The Value Of Increasing Credit Lines
Another area where credit unions can make changes and boost portfolio viability is in credit lines, according to Lee.
He said that credit union cards have credit lines that are $2,500 below industry averages, even though card charge-offs are 35% of the industry average. "This is a key, key area to make your current portfolio perform better," he emphasized.
Using the same credit union portfolio used in the example above, Lee said that when members were placed into "risk pools" according to FICO scores, 42% of cardholding members were found eligible for a credit line increase.
Total lines increased by 9.26%, he said, even though risk did not increase, as members in the four lowest categories were not given increases.
Lee said that 95% of card applications are for Platinum cards, and that 85% of accounts issued are Platinum. Platinum cards have nearly triple the average balance of the Classic card. "By doing a combination of three things, managing from a risk-based standpoint, managing from risk-based credit lines, and offering a better product, we were able to significantly change the way members look at their credit card," he said.

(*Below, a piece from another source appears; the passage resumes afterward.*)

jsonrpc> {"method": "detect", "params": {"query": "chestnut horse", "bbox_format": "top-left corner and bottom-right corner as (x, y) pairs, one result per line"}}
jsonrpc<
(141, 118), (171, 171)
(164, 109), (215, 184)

Lee said the difference between portfolios that are promoted and those that are not is "dramatic." Those credit unions that did promote their cards grew their portfolios by 6% in 2003, while those that did not shrunk by 4%."
"Portfolio marketing drives all vital statistics: new account acquisition, activation and usage, balance growth, and risk review and management," said Lee.
A key to marketing, he said, is that Reward Cards drive loyalty and usage. He noted that six in 10 cardholders have chosen a Rewards Card as their preferred card; that one out-of-three say usage is driven by rewards, and that 90% would not reduce usage of that card.
But he cautioned that an effective rewards program must have manageable costs for redemption and administration.
"Today I don't think your rewards program should be limited to the credit card program," suggested Lee.
As for credit unions unsure if they can make their portfolios viable, he observed, "Through focused efforts directed at the fundamentals of portfolio management-pricing, product and promotion-profitability improvements can be achieved."